In order to meet the requirements of the training model for the large amount of image data, this paper proposes an image data generation method based on the Adversarial-VAE network model, which expands the image of tomato leaf diseases to generate images of 10 different tomato leaves, overcomes the overfitting problem caused by insufficient training data faced by the identification model. First, the Adversarial-VAE model is designed to generate images of 10 tomato leaves. Then, in view of the obvious differences in the area occupied by the leaves in the dataset and the insufficient accuracy of the feature expression of the diseased leaves using a single-size convolution kernel, the multi-scale residual learning module is used to replace the single-size convolution kernels to enhance the feature extraction ability, and the dense connection strategy is integrated into the Adversarial-VAE model to further enhance the image generative ability.
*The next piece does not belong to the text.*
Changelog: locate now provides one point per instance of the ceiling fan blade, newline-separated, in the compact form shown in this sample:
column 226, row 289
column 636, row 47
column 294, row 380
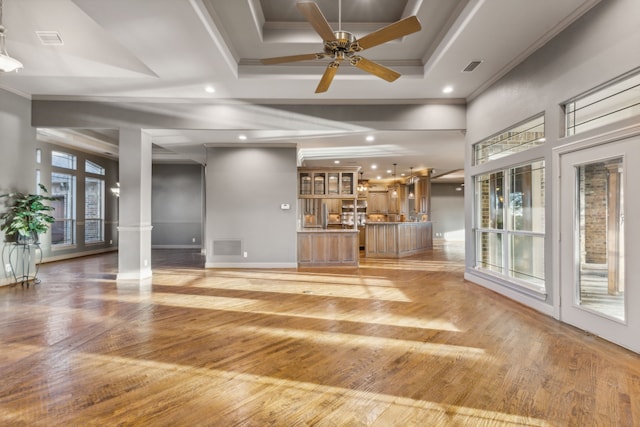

The experimental results show that the tomato leaf disease images generated by Adversarial-VAE have higher quality than InfoGAN, WAE, VAE, and VAE-GAN on the FID. This method provides a solution for data enhancement of tomato leaf disease images and sufficient and high-quality tomato leaf images for different training models, improves the identification accuracy of tomato leaf disease images, and can be used in identifying similar crop leaf diseases.